J'avais une certaine impatience à voir la nouvelle création de Mari Okada, seule scénariste japonaise connue du grand public, d'autant plus que ces dernières années, elle s'est mise à la réalisation.
La B-A, particulièrement singulière et qui prends au tripes donnait une idée du produit fini.
En 1991, l'aciérie de la ville de Mifuse explose. Un phénomène surnaturel se produit : la ville et ses habitants sont figés dans le temps.
Nous suivons le quotidien de Masamune Kikuiri, jeune collégien qui essaye de vivre dans un monde sans futur ni espoir.
Dès le synopsis, l'autrice Mari Okada frappe fort. D'ailleurs l'élément surnaturel a été "intégré" par les habitants et plus personne ne fait attention aux fumées en forme de loup qui referment les fissures dans le ciel.
C'est au passage d'une conversation banale que le spectateur découvre la vérité : quand un adulte dit au héros "tu n'es encore qu'un enfant" et que celui réponds : "cela fait longtemps que je n'en suis plus un, sans jamais pouvoir devenir un adulte".
Le film se permet de suggérer des éléments de l'intrigue sans avoir à les marteler ou avoir de longs dialogues expliquant chaque fait de manière détaillée. Synonyme du respect de l'intelligence du spectateur de la part de son autrice.
L'histoire tourne autour des sentiments naissants entre les ados, dans un monde figé et où tout changement est prohibé.
L'amour, les sentiments devenant une échappatoire à ce monde absurde tout en étant la transgression d'un tabou, une volonté de percer un abcès d'une société arcboutée sur son passé et incapable de laisser sa place à la liberté, la création (le héros veux devenir dessinateur), l'imagination et le désir d'un monde meilleur.
La situation se complexifie avec la découverte d'une enfant sauvage dans l'aciérie, enfermée par les autorités, qui imaginent qu'elle peut les aider à revenir à la normale. Mais cette jeune fille va déclencher des évènements, d'abord entre le héros et sa camarade de classe Atsumi Sagami, une tsundere qui l'obsède.

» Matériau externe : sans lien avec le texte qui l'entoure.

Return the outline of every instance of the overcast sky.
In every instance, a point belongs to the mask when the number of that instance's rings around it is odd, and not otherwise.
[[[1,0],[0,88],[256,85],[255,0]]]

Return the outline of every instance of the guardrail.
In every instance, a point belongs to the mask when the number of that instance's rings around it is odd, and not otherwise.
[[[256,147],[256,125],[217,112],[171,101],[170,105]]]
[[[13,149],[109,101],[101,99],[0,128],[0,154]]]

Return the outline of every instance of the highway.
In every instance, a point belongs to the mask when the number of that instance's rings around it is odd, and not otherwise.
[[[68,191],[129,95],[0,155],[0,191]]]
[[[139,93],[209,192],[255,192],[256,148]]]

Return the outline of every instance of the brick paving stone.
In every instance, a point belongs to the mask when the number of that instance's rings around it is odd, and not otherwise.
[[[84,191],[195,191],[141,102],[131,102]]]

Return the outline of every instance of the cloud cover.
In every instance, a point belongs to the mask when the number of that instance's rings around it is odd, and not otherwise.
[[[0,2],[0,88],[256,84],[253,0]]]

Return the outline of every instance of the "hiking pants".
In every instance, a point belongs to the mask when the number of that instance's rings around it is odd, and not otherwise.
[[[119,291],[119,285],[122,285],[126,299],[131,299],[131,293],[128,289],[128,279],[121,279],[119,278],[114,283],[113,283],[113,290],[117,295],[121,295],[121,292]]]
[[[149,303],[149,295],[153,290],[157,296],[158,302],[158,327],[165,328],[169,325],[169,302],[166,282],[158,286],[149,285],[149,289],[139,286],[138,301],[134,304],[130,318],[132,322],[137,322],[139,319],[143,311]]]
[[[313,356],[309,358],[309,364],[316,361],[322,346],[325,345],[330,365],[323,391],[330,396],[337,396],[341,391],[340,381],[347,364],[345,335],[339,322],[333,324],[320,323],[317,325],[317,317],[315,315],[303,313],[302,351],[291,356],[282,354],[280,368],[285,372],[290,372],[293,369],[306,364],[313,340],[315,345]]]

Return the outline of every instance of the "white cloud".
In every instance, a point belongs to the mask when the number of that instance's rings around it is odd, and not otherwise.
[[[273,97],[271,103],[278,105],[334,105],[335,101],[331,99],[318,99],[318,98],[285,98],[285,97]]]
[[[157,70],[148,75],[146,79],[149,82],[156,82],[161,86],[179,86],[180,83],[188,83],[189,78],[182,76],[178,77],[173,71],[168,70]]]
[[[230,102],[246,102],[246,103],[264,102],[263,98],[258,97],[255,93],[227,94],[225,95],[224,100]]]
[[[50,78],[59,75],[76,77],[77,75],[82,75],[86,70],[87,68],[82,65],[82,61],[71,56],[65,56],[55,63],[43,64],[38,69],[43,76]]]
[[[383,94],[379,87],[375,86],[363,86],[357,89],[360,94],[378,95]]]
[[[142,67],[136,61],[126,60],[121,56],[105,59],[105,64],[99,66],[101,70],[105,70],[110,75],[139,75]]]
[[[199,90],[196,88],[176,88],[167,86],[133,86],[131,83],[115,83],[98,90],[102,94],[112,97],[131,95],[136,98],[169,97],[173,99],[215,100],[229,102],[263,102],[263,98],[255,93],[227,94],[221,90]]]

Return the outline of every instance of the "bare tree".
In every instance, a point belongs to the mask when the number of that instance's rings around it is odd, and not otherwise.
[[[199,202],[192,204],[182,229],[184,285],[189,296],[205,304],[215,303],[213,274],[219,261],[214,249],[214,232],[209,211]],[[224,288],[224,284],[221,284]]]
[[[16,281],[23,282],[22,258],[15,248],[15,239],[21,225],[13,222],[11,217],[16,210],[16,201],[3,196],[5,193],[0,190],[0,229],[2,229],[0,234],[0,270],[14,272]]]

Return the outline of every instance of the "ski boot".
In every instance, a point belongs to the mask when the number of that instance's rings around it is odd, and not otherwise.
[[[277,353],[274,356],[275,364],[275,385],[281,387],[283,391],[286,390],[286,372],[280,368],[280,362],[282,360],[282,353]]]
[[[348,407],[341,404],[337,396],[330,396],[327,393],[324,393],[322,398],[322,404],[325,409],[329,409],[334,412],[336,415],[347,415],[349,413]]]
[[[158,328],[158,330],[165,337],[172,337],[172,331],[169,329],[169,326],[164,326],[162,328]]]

Un des choix artistique majeurs du film sur lequel Okada a insisté est que les sentiments amoureux ne sont pas des clichés fleur bleu pompés sur les shōjo, mais des sentiments contradictoires, douloureux qui percutent leur vie et les fait prendre des décisions irréfléchies.

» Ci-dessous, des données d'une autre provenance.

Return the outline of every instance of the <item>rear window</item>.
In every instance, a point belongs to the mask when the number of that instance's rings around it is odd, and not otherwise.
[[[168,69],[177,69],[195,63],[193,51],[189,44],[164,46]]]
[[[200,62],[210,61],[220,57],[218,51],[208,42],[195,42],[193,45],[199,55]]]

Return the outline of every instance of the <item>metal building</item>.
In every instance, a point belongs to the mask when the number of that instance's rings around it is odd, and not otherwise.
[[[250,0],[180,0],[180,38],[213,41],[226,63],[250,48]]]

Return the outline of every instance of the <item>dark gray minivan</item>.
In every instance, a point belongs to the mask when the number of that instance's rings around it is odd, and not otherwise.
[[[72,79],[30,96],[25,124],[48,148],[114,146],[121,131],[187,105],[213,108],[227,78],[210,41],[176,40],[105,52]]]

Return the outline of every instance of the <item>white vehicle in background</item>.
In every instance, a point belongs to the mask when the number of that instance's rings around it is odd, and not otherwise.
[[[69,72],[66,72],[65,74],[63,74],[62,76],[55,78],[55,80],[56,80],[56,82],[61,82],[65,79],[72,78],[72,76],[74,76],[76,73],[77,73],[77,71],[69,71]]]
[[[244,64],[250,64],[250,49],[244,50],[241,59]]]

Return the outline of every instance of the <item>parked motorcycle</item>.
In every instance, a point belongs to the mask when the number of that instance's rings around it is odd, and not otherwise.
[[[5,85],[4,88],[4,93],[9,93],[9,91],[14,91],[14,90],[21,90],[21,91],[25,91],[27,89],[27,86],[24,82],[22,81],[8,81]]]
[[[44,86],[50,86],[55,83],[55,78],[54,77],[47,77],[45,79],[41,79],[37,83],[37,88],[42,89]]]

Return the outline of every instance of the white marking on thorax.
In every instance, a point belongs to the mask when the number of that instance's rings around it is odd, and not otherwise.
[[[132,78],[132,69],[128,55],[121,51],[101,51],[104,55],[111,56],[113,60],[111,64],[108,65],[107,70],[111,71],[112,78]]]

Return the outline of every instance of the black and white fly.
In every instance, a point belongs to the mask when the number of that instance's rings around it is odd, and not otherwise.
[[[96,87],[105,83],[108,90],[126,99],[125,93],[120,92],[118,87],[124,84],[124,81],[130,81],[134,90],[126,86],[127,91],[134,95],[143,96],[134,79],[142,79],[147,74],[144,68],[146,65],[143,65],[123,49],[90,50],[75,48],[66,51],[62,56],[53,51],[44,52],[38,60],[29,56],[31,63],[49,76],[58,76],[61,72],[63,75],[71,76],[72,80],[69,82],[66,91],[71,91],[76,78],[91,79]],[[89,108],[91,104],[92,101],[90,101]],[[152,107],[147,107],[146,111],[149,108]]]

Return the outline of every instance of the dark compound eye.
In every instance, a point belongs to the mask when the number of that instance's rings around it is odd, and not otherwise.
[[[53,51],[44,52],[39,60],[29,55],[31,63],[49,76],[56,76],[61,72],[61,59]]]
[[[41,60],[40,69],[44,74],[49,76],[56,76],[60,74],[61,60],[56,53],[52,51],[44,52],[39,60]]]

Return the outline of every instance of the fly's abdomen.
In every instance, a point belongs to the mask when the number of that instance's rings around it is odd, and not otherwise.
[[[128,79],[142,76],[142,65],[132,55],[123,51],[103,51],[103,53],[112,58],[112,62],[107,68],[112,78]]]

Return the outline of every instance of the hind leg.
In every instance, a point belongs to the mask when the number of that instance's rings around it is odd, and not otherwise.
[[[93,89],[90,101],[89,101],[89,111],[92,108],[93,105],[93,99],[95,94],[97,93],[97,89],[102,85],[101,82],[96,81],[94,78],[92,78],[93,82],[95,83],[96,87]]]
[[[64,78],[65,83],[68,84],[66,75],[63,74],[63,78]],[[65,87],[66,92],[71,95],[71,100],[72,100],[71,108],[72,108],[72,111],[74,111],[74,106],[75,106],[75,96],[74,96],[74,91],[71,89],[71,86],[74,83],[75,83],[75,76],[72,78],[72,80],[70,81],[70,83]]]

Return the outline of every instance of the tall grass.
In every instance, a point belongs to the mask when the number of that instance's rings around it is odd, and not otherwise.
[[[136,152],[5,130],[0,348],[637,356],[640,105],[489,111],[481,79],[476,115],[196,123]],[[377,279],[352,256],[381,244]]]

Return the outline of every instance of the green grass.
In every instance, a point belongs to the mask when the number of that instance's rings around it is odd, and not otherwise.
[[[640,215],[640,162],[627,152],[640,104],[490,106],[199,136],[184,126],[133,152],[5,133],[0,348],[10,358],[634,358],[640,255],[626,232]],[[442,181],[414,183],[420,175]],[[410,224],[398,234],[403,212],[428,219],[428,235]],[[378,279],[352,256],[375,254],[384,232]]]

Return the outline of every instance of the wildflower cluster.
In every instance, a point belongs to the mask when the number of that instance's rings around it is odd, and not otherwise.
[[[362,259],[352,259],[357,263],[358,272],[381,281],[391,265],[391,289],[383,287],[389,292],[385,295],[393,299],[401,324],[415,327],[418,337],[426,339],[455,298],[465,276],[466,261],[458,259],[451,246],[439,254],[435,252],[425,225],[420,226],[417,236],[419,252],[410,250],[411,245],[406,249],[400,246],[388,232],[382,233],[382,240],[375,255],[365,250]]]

Une des grandes qualités du film est qu'elle possède un deuxième niveau de lecture.
L'image d'une vieille usine qui disparait dans une explosion annonçant la fin d'un ère, au début des années 90, est la métaphore de la crise économique de 1992, dont le Japon n'a jamais su se relever depuis 30 ans.
Le fait que cette ville soit figée dans le temps, est aussi une critique à une société japonaise incapable de se renouveler, ancrée dans des traditions d'un autre temps, dans une pression sociale d'un autre âge, dans une rigidité et un moule social anachronique qui brise les individus.

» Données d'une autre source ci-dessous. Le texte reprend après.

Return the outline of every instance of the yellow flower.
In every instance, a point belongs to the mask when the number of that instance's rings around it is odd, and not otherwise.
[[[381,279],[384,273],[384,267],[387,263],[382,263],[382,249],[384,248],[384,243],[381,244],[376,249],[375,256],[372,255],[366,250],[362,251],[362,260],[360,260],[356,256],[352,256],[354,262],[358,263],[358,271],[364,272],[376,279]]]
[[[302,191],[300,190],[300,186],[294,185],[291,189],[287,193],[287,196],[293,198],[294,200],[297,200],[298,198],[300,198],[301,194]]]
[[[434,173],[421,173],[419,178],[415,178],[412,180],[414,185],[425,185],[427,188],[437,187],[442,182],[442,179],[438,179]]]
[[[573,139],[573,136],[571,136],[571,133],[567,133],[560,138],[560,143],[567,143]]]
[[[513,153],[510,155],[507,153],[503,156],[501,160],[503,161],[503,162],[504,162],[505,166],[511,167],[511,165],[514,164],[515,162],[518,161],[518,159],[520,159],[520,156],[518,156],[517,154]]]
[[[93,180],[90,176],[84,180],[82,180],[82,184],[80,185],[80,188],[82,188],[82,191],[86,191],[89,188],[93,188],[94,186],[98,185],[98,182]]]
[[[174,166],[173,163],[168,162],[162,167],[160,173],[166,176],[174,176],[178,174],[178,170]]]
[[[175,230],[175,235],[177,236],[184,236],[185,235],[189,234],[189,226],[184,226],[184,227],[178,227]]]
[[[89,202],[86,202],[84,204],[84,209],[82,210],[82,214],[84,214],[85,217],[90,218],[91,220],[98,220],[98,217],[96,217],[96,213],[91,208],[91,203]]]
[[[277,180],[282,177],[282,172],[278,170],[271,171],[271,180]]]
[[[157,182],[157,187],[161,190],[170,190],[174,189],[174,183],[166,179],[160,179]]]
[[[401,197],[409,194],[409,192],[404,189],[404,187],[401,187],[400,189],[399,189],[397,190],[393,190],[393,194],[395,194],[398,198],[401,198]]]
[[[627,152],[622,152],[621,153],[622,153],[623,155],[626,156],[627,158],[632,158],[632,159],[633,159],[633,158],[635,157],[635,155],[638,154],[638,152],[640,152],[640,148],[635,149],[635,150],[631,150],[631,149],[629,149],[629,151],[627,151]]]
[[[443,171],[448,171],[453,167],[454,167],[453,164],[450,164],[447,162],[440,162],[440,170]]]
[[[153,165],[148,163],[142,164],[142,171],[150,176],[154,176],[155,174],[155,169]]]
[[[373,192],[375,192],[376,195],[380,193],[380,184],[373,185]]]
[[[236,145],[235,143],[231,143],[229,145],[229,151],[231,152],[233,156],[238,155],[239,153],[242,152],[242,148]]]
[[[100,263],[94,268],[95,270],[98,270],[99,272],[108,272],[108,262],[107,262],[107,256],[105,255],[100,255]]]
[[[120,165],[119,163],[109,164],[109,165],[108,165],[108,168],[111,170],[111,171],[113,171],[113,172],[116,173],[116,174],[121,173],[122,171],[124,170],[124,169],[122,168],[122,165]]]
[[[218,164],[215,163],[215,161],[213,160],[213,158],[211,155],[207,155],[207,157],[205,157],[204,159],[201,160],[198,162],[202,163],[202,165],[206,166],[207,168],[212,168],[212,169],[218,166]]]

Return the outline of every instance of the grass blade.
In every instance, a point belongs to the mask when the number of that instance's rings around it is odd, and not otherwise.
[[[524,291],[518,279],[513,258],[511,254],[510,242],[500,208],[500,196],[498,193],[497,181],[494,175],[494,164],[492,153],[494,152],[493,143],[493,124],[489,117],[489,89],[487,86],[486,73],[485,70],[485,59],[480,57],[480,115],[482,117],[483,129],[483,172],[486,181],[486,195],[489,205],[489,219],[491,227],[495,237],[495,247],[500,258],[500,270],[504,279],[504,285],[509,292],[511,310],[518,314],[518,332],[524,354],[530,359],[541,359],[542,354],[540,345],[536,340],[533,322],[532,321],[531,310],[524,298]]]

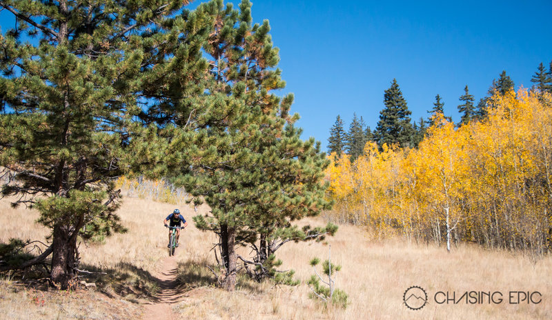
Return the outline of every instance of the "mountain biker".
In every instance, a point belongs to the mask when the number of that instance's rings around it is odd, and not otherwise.
[[[172,211],[172,213],[168,215],[165,220],[163,221],[163,224],[167,227],[167,221],[170,221],[170,226],[175,227],[178,226],[180,227],[181,223],[184,223],[184,226],[183,228],[186,228],[188,226],[188,222],[186,221],[186,219],[182,214],[180,214],[180,210],[178,209],[175,209],[175,211]],[[176,229],[177,230],[177,245],[178,246],[178,239],[180,237],[180,229]],[[170,229],[168,231],[168,242],[169,244],[167,245],[167,248],[170,247]]]

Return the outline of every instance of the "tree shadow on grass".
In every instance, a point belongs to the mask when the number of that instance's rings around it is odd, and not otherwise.
[[[178,286],[189,291],[199,287],[215,285],[217,283],[217,278],[208,267],[208,263],[205,261],[179,263],[176,277]]]

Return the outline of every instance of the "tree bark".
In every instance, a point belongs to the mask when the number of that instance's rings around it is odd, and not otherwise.
[[[76,277],[77,237],[72,237],[71,228],[61,224],[54,227],[52,243],[52,270],[50,276],[54,283],[66,290],[69,281]]]
[[[236,266],[237,256],[235,251],[236,230],[227,225],[221,226],[221,243],[222,259],[226,269],[226,278],[224,280],[224,288],[228,291],[234,291],[236,288]]]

Mari Okada sait de quoi elle parle, elle-même ayant été victime de ce phénomène durant sa scolarité.
Le message du film est tourné vers l'espoir, le renouveau, de laisser libre court à son audace, son imagination, se laisser submerger par ses sentiments, et profiter de la vie.
Le film marque par une animation de qualité incroyable, tant les panoramas, décors, accessoires sont reproduits avec un détail et une netteté très poussée.
Le character design signé par Yuriko Ishii (Another, Maquia - When the Promised Flower Blooms) est particulièrement réussit, rendant ces personnages immédiatement identifiables, reflet de leur personnalité.
Un film à voir, mon seul regret étant qu'il ne soit pas sortit au cinéma, tant le film l'aurait amplement mérité.